In this study, the compound carbomer-induced rabbit glaucoma model was used. Results showed that the average intraocular pressure at 1 week after model establishment was 30 mmHg, and the peak (38 mmHg) was reached at 2 weeks after model establishment; retinal histomorphological changes were significant and the thickness was significantly decreased, indicating that the intraocular pressure of the rabbit model was significantly increased after carbomer treatment, the duration is long. This method is easy for operation and control, so it is an ideal model for the studies on glaucomatous optic nerve damage and anti-glaucoma drug screening. As the key cytokine involved in optic nerve development, NGF regulates the growth, differentiation and apoptosis of RGCs (7). Different concentrations of NGF added to neonatal rat RGC cell culture medium can promote the survival of RGCs and optic nerve axon elongation, so as to achieve a certain therapeutic effect (8). Recent studies have found that ginsenoside Rg1 can play a neuroprotective by antagonizing dopamine to alleviate the excitotoxicity of neuronal amino acids and reduce neuronal amino acid excitotoxicity, and reduce the toxic effects of phenylfenapyridine (9,10). Rg1 can upregulate the expression of glial cell derived and brain-derived NGF and other genes (11), promote axonal regeneration, increase the expression of Bcl-2 protein and reduce the expression of Bax protein (12), improve mitochondrial structure and dysfunction, inhibit optic neuronal apoptosis, and block Ca2+ influx (13). Results showed that, compared with model group, NGF and Rg1 can significantly reduce intraocular pressure, improve retinal tissue morphologic structure, increase the thickness of the retina, reduce MDA and NO content, and increase SOD content.

Ultrasound microbubbles achieved great success in the diagnosis and treatment of neoplastic diseases (14), ultrasonic microbubbles were formed by two-part shell and gas inside. After ultrasonic irradiation, drug-containing microbubbles will be destroyed to release drug and cause reversible or irreversible pores to increase the permeability of the cell membrane, which in turn achieve targeted drug administration (14,15). In the field of ophthalmology, ultrasound microbubbles are mainly used for gene transfection, such as ultrasound microbubble technology to improve the transfection rate DNA plasmid in transfecting retinoblastoma cells (15). Results of this study showed that ultrasound group can further reduce the intraocular pressure, improve retinal histomorphological changes and increase retinal thickness compared with drug treatment alone (NGF group and Rg1 group).
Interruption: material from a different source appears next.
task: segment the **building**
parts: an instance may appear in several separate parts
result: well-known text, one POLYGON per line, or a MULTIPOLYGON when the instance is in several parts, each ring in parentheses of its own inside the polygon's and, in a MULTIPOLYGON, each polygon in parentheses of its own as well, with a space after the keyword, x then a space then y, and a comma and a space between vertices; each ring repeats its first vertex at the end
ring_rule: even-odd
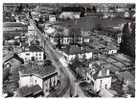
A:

In addition, content of MDA and NO in retinal tissue of ultrasound group was lower than that of NGF group and Rg1 group, and the content of SOD was higher than that of NGF group and Rg1 group, and the differences were statistically significant, indicating that the use of ultrasound microbubbles can achieve targeted drug administration to increase the drug concentration in eyes. So, ginsenoside Rg1 and NGF mediated by ultrasound targeted microbubble destruction is effective in the treatment of glaucomatous optic nerve damage, which may be related to the changed contents of NO, MDA and SOD (16–18). This study provided references for the studies on mechanism of the role of oxidative stress injury in the occurrence and development of glaucoma.